يَتْبَعُ المَيِّتَ ثَلاثَةٌ : أَهْلُهُ وَمالُهُ وَعَمَلُهُ : فَيَرْجِعُ اثْنَانِ . وَيَبْقَى وَاحدٌ : يَرْجِعُ أَهْلُهُ وَمَالُهُ وَيَبْقَى عَمَلُهُ
“Ölen kimseyi peşinden üç şey takip eder: Aile çevresi, malı ve yaptığı işler. Bunlardan ikisi geri döner, biri ise kendisiyle birlikte kalır. Aile çevresi ve malı geri döner; yaptığı işler kendisiyle birlikte kalır.”[11]
Ahiret nispetle dünyada verilenlerin ne anlama geldiğini Âlemlere rahmet Hz. Fahr-i Kâinat Efendimiz (s.a.s.)’den öğrenelim.

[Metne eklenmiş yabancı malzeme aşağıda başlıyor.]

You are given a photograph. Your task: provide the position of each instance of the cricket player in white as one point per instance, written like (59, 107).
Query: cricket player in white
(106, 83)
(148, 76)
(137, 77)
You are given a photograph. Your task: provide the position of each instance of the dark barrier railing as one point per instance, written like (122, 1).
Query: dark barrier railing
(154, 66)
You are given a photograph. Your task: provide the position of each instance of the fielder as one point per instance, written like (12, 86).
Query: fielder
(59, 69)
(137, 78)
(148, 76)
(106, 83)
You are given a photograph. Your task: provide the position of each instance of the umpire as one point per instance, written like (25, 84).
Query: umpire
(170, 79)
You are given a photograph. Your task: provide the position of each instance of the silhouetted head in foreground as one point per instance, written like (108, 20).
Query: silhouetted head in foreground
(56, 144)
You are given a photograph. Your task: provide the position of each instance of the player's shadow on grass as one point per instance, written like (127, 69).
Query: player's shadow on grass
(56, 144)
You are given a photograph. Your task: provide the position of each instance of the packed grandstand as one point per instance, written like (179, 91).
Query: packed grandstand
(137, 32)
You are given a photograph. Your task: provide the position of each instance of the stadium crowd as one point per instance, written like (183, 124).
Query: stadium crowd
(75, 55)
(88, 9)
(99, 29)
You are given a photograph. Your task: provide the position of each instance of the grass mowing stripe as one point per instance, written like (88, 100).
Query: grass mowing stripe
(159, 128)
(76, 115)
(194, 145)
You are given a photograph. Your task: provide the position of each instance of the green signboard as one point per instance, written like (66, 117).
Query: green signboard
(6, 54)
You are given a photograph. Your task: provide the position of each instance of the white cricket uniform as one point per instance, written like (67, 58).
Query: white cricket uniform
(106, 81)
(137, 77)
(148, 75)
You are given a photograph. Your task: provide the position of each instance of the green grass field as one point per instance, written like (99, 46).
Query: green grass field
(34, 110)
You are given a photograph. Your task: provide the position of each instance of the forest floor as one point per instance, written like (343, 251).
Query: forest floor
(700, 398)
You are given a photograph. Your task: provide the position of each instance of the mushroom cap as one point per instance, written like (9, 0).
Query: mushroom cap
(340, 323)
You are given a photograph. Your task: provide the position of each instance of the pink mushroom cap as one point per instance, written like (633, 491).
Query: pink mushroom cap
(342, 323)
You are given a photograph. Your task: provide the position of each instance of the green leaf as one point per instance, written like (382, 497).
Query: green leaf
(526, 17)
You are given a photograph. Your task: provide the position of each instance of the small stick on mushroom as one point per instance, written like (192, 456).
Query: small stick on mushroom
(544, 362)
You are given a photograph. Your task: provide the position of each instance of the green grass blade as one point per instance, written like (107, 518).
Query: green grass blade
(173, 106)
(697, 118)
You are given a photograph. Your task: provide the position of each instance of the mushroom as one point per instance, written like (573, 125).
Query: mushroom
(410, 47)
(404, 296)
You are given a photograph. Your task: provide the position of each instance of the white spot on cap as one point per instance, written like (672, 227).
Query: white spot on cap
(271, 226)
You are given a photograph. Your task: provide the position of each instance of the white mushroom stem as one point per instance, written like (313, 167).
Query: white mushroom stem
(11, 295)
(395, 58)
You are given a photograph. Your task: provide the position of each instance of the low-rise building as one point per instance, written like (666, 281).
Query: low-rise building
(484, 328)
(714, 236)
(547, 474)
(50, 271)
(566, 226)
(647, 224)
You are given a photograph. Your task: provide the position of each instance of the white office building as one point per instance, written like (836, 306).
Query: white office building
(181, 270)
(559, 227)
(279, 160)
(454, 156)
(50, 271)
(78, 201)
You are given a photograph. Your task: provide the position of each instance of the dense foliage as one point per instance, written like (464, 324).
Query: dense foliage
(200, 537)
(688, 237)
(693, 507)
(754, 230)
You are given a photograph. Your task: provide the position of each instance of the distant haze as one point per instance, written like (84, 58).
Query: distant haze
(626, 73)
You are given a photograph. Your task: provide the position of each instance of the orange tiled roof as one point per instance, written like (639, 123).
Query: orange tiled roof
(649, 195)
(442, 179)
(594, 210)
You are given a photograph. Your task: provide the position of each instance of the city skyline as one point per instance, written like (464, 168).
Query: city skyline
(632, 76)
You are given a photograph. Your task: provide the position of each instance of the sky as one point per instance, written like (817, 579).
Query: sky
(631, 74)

يُؤْتِيَ بَأَنْعَمِ أَهْلِ الدُّنْيَا مِن أَهْلِ النَّارِ يَوْمَ الْقِيَامَةِ ، فَيُصْبَغُ في النَّارِ صَبْغَةً ثُمَّ يُقَالُ : يا ابْنَ آدَمَ هَلْ رَأَيْتَ خيراً قَطُّ ؟ هَلْ مَرَّ بِكَ نَعيمٌ قَطُّ ؟ فيقول : لا واللَّه يارَبِّ. وَيُؤْتِى بأَشَدِّ النَّاسِ بُؤْساً في الدُّنْيَا مِنْ أَهْلِ الجَنَّةِ فَيُصْبَغُ صَبْغَةً في الجَنَّةِ ، فَيُقَالُ لَهُ : يا ابْنَ آدَمَ هَلْ رَأَيْتَ بُؤْساً قَطُّ ؟ هَلْ مَرَّ بِكَ شِدَّةُ قَطُّ ؟ فيقولُ : لا ، وَاللَّه ، مَا مَرَّ بِي بُؤْسٌ قَطُّ ، وَلا رَأَيْتُ شِدَّةً قَطُّ
“Cehennemliklerden olup, dünyada pek müreffeh hayat yaşayan bir kişi kıyamet gününde getirilip cehenneme bir kere daldırılır. Sonra:
– Ey âdemoğlu! Sen hayırlı bir gün gördün mü? Herhangi bir nimete nâil oldun mu? denilir. O kişi:
– Hayır, vallahi Rabbim! Öyle bir şey görmedim, der. Cennetliklerden olup, dünyada insanların en yoksul olanı getirilir cennete bir kere daldırılır. Ona da:
– Ey âdemoğlu! Sen herhangi bir yoksulluk ve sıkıntı gördün mü? Hiç zorluk ve darlık çektin mi? denilir. O kişi de:
– Hayır, vallahi Rabbim! Hiçbir yoksulluk ve sıkıntı görmedim, zorluk ve darlık çekmedim, der.”[12]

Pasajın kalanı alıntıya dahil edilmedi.